With the change in the pattern coming due to the SSW and the flip of the AO, arctic even Siberian air will invade the lower 48. This raises the prospect of a few spots in the northern plains of seeing a 100F range of temperatures in January. 

Ironically the southern plains has been south of the jet and with a split flow with cut offs descending into the soutrhwest, New Mexico has seen snow and will again the next few days.

This is the region last year with the suprressed jet and deep snowpack in the north where the downsloping occurred adn began the southern plains drought.

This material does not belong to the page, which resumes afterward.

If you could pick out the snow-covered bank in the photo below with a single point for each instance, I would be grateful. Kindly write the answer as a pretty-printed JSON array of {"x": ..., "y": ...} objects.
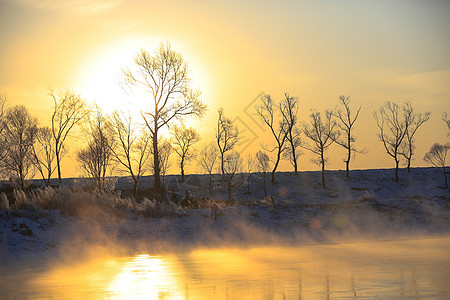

The change in the pattern will take place around the 12trh. I recall how frustrating the wait was in 2004 and 2005 and 2007 for the pattern changes we saw coming long in advance to finally take place. 5 days is a long time watching green to brown grass in January in New Hampshire, 

When the cold fills the bowl in Canada and spills into the lower 48 states, the winds will flow upslope in the plains with snow finally. The boundary should see waves that will produce overrunning snows (and ice). the models suggest the Siberian connection and a major outbreak with that upslope flow.  Here is the Environment Canada (EC) Global GEM 240 hour.

Here is the European Center (EC) 240hour from last night.

Today's EC has another freeze for Florida next weekend.

We can soon start talking specifics about events and not futures . As I said this week...PATIENCE NEEDED.